Friday, November 7, 2014

WHY I HAVEN'T ANSWERED YOUR LETTER



On the shores of far Ohio
Lives a corps that’s strong and true
Leading lives by one stern motto;
“Silver’s letters shan’t get through!

“You may write him in the morning
By a light that’s pure and pale
You may write by misty moonlight
Silver shall not get his mail.

“He can look for them with lanterns
Or perhaps a dowser’s stick
A precious few may dribble through
But they will not get there quick.

“Our lot is hard and lonely
And our numbers sad and few
Still, we have our consolation
Silver’s letters don’t get through!”

Thursday, November 6, 2014

VISITING KAMIANKA STRUMILOVA



"In dreams," the old muse said, "your father
Visited Kamianka Stromilova
The people there grew used to him
And would just shrug as his curious ghost
Poked his long nose in everywhere.
'One of us,' they'd say. 'Strange, yes,
That he won't be born for thirty years
But unmistakably another Kamionker
So where else should he be?'
I was friends with your grandfather then
He was about 12 and unconcerned
That this oddly-dressed son from
America
Was several years older than he was."

Wednesday, November 5, 2014

FROM THE MEMOIRS



          I had been to Heaven a few times, just in the way of business, and while I found the inhabitants to be, by and large, insufferable, the place itself was heartshakingly beautiful.

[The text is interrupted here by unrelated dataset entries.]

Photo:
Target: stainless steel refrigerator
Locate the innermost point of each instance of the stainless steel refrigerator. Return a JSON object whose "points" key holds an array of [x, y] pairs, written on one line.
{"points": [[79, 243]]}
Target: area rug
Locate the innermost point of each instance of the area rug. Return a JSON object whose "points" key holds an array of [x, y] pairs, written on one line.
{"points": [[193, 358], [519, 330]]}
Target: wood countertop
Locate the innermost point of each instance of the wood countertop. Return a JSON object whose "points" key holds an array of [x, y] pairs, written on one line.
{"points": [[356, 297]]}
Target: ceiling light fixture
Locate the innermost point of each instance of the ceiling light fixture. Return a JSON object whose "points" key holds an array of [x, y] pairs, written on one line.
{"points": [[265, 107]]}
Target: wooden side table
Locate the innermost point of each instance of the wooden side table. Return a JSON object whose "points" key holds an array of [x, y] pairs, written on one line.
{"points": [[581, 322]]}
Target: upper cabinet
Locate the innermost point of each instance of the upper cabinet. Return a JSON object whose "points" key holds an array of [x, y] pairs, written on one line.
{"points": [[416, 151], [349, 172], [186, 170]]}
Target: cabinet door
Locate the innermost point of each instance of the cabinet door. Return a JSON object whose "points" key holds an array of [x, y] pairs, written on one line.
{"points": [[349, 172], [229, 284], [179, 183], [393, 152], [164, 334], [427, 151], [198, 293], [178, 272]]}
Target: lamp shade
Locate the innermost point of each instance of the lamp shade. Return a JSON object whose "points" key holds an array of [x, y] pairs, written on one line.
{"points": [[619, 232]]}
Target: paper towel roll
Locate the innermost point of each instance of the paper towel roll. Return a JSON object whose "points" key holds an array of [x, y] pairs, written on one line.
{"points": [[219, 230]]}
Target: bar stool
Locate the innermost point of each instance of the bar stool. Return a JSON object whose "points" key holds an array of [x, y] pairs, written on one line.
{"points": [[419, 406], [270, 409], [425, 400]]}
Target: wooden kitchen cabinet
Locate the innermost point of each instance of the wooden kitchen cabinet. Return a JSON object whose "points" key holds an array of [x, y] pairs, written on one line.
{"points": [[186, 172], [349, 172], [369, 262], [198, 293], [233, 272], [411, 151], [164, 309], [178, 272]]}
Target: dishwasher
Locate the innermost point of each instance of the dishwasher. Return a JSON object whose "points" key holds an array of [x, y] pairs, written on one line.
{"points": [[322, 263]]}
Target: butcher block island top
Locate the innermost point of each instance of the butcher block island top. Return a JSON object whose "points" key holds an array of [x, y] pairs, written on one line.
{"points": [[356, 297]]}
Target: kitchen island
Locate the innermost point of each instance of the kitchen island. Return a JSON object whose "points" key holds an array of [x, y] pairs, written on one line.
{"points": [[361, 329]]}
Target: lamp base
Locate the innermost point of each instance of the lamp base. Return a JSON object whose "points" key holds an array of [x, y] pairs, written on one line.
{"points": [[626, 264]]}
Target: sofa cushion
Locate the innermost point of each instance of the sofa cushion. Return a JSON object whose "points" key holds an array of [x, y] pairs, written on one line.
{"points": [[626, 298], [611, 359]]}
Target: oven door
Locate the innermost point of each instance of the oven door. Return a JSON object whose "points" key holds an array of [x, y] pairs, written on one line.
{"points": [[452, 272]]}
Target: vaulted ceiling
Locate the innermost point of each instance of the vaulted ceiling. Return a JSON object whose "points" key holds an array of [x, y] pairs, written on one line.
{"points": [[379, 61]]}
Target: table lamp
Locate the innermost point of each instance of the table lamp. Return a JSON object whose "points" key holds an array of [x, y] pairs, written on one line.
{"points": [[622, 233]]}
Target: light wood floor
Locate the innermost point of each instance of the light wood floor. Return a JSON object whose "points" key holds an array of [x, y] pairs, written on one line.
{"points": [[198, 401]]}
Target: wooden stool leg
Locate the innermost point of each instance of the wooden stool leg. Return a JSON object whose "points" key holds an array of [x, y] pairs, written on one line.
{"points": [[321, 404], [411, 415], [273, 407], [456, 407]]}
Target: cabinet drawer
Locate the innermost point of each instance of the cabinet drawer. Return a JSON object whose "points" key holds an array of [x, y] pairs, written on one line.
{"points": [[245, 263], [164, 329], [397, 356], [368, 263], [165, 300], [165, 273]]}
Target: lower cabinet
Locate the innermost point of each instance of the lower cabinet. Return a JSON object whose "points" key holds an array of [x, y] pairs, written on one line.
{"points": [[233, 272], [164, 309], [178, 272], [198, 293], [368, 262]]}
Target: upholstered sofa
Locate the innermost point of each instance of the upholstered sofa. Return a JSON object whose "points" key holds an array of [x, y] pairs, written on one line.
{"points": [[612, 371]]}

Skies a shade of blue with faint hints of gold, filled with all sorts of colorful traffic -- six winged seraphs, mirrored thrones flashing in and out of existence, random self-important angels; symmetrical paths of veined marble leading in wonderful intertraceries that, a nagel once assured me, were both a reflection of and a clue to the nameless heart of God. The sort of place which almost made me regret not having a soul. Not quite, mind you, since I'd long decided that regrets were useless weight, and there was only so much I could carry in the cart.

Tuesday, November 4, 2014

MUSE



The fifth day I woke to find my muse
Whom I hadn't seen for many years
Rifling through my pack. "In hard times,"
She said "We all do as we must."
Time had been unkind to her
Making her younger now than I
But fever-thin with eyes that shone.
I gave her tobacco and the clean socks
I'd thought to wear when I was buried.
She did her best for me, inspiring
Poems in languages I no longer knew.

Monday, November 3, 2014

THE SECOND DAY



Towards dusk on the second day
About when green turns to black
A dog started from the road
And followed close at my heels
Until dawn when it faded away
Except for its shadow which I saw
Companying me still. My father
Could speak with dogs and they
Would come from distant towns
Seeking his counsel for their woes.

Friday, October 31, 2014

ONE OF MY FATHER'S



When it was time to bring up his bones someone knew just where to look:
An old family secret of the key to the door of the room with the trunk
Or the ancestral memory of the great-grandson of his faithful dog
Or he himself in a dream or a vision: “Remember my bones.”